At the suppression hearing, the People presented evidence that, while the police were engaged in surveillance of targeted residences, a lieutenant involved in the operation observed an individual, later identified as defendant, driving slowly down the street toward one of the subject residences. Although the lieutenant observed defendant exit the vehicle and walk toward another individual who had exited the subject residence, he did not see them interact or engage in any hand-to-hand transactions. He also failed to see any drugs or weapons. When defendant returned to the vehicle, he appeared to hand something to the passenger in the front seat and appeared to drink from a beer can, but the lieutenant was unsure. The lieutenant ordered a fellow detective to stop defendant's vehicle, which he did, and the detective observed an open beer can in the vehicle. Defendant engaged in furtive actions when questioned by the detective and was subjected to a pat frisk, whereupon cocaine was found on his person. Defendant attempted to flee, but was apprehended and arrested. From outside the vehicle, the lieutenant then observed the handle of a handgun protruding from underneath the driver's seat, which the detective who stopped the vehicle recovered upon a subsequent search of the vehicle.

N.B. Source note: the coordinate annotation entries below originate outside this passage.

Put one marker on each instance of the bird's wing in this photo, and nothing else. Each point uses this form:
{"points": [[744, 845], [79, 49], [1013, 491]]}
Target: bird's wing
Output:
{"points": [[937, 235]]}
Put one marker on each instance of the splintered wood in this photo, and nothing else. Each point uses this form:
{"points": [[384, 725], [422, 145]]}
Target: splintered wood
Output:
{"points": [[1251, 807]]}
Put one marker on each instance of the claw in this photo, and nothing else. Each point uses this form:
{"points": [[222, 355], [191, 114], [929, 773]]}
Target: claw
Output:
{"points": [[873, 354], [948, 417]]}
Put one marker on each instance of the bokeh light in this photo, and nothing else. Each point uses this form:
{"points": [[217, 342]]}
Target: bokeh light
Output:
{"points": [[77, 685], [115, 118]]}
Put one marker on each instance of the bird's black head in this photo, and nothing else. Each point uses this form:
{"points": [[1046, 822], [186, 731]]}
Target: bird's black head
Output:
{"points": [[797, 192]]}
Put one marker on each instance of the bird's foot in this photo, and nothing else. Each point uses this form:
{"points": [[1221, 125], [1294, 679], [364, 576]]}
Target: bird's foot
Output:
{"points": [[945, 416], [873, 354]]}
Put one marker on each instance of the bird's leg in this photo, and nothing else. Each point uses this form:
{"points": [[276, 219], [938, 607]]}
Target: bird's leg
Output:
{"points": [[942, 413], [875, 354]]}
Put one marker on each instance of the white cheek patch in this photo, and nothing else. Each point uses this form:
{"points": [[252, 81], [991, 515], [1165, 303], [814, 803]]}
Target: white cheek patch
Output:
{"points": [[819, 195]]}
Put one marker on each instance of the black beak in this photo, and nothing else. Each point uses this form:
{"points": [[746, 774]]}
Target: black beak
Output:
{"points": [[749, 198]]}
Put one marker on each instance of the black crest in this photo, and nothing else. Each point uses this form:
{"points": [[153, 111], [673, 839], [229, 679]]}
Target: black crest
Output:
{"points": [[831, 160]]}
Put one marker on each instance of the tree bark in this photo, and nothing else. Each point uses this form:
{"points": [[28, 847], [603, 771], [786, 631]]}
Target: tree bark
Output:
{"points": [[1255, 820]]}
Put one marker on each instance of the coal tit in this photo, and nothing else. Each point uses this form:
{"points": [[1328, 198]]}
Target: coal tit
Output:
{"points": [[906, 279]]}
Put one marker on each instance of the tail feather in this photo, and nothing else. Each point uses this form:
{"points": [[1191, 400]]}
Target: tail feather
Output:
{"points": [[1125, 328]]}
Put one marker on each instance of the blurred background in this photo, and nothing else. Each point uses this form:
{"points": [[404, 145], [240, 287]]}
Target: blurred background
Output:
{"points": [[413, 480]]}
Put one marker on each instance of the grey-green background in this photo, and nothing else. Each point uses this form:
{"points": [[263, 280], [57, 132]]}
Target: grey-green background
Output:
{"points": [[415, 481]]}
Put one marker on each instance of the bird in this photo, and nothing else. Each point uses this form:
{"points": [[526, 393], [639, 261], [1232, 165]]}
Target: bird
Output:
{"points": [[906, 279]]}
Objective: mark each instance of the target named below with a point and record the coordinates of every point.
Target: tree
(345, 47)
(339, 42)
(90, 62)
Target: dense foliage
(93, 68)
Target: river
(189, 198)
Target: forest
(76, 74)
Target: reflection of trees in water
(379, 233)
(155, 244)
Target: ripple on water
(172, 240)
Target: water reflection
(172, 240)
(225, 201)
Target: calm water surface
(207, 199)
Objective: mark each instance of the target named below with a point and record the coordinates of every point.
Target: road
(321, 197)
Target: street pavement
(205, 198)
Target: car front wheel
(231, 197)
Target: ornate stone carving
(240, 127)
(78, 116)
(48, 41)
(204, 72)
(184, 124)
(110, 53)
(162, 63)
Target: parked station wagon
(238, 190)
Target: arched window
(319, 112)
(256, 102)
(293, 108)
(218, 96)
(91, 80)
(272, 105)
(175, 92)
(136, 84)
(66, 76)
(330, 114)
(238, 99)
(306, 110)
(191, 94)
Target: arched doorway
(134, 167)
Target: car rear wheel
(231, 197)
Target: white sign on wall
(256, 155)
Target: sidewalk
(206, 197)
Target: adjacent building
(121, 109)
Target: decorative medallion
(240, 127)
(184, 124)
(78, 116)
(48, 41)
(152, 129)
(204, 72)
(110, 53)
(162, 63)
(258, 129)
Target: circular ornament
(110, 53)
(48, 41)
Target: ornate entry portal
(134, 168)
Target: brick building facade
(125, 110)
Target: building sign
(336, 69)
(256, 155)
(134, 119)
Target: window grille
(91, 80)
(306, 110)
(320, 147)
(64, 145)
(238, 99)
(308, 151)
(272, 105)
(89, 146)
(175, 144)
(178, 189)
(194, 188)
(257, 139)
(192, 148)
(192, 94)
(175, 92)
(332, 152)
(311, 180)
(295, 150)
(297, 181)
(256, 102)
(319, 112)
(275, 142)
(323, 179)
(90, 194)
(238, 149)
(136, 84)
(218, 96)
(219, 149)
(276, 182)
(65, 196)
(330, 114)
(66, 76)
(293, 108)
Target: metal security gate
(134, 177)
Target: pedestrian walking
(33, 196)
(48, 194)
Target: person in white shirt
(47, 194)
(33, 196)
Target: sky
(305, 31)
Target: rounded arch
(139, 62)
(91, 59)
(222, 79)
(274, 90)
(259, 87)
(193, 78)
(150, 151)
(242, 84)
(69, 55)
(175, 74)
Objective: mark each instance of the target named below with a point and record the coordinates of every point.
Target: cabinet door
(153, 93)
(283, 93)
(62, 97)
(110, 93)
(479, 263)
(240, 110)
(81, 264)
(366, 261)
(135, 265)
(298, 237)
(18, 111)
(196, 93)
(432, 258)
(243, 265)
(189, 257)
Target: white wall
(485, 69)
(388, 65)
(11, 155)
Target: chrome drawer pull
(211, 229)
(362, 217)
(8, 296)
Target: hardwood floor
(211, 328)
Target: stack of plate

In denying defendant's suppression motion, the court concluded that the traffic stop was lawful based upon “a founded suspicion that criminal activity [was] afoot” (People v. De Bour, 40 N.Y.2d 210, 223, 386 N.Y.S.2d 375, 352 N.E.2d 562). That was error. It is well established that “ ‘police stops of automobiles in this State are legal only pursuant to routine, nonpretextual traffic checks to enforce traffic regulations or when there exists at least a reasonable suspicion that the driver or occupants of the vehicle have committed, are committing, or are about to commit a crime’ ” (People v. Washburn, 309 A.D.2d 1270, 1271, 765 N.Y.S.2d 76, quoting People v. Spencer, 84 N.Y.2d 749, 753, 622 N.Y.S.2d 483, 646 N.E.2d 785, cert. denied516 U.S. 905, 116 S.Ct. 271, 133 L.Ed.2d 192), or “where the police have ‘probable cause to believe that the driver ... has committed a traffic violation’ ” ( id., quoting People v. Robinson, 97 N.Y.2d 341, 349, 741 N.Y.S.2d 147, 767 N.E.2d 638). Here, the People do not contend that this was a routine check to enforce traffic regulations, and instead rely on defendant's commission of a traffic infraction under Vehicle and Traffic Law § 1227(1), prohibiting the consumption or possession of an open container containing an alcoholic beverage in a motor vehicle on a public highway, to justify the stop of defendant's vehicle. Here, the court did not apply the correct standard in denying defendant's suppression motion, i.e., it did not determine whether the police had probable cause to believe that defendant had committed a traffic infraction ( see Robinson, 97 N.Y.2d at 349, 741 N.Y.S.2d 147, 767 N.E.2d 638; People v. East, 119 A.D.3d 1370, 1371, 988 N.Y.S.2d 394; see generally People v. Concepcion, 17 N.Y.3d 192, 195, 929 N.Y.S.2d 541, 953 N.E.2d 779). Inasmuch as “[w]e have no power to ‘review issues either decided in appellant's favor, or not ruled upon, by the trial court’ ” (People v. Coles, 105 A.D.3d 1360, 1363, 966 N.Y.S.2d 288, quoting Concepcion, 17 N.Y.3d at 195, 929 N.Y.S.2d 541, 953 N.E.2d 779), we hold the case, reserve decision, and remit the matter to County Court to rule on that issue.
It is hereby ORDERED that the case is held, the decision is reserved and the matter is remitted to Onondaga County Court for further proceedings.